Piazza condivide il punto di vista degli operatori del settore rifiuti quando lamentano spesso una normativa di riferimento lacunosa e piena di ostacoli burocratici: «Purtroppo esistono tantissimi enti di controllo che non dialogano tra loro, e questo ha portato alla soluzione di inviare parte delle ecoballe all’estero». Una soluzione che non è stata affatto accantonata dal piano De Luca, che negli scorsi giorni ha ottenuto il finanziamento dei primi 150 milioni stanziati dal Governo, che si è messo a lavoro per risolvere la drammatica situazione della Terra dei fuochi. «Il prezzo base d’asta è 150 euro a tonnellata, Vincenzo De Luca vuole portarne all’estero circa un milione di tonnellate: questo produrrà due conseguenze negative. La prima è che i soldi stanziati finiranno subito con il primo trasporto e non rimarranno fondi per l’immediato (parlo del ciclo ordinario che vede 1.600 tonnellate di rifiuti campani in viaggio ogni giorno). La seconda e che “regaleremo” alle centrali elettriche estere il CSS Combustibile che utilizzeranno al posto del carbone e ci ringrazieranno perché in più li paghiamo pure».

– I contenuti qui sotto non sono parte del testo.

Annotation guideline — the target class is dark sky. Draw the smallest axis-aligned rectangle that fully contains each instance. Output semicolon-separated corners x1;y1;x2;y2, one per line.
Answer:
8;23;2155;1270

La Terra dei fuochi, trascurata per troppo tempo ha bisogno urgentemente di una grande campagna di comunicazione: «La gente deve sapere cosa succede negli impianti in Italia. Bisogna fare informazione attraverso canali dedicati, creare partecipazione attiva dei cittadini e consapevolezza di chi vive sul territorio. Occorre un valido piano industriale che possa servire a risolvere il problema delle ecoballe. Si dovrà gestire la cosa in maniera intelligente istituendo comitati di controllo, utilizzando i lavoratori socialmente utili e sperando che questo “cancro” dell’emergenza rifiuti possa essere finalmente sconfitto».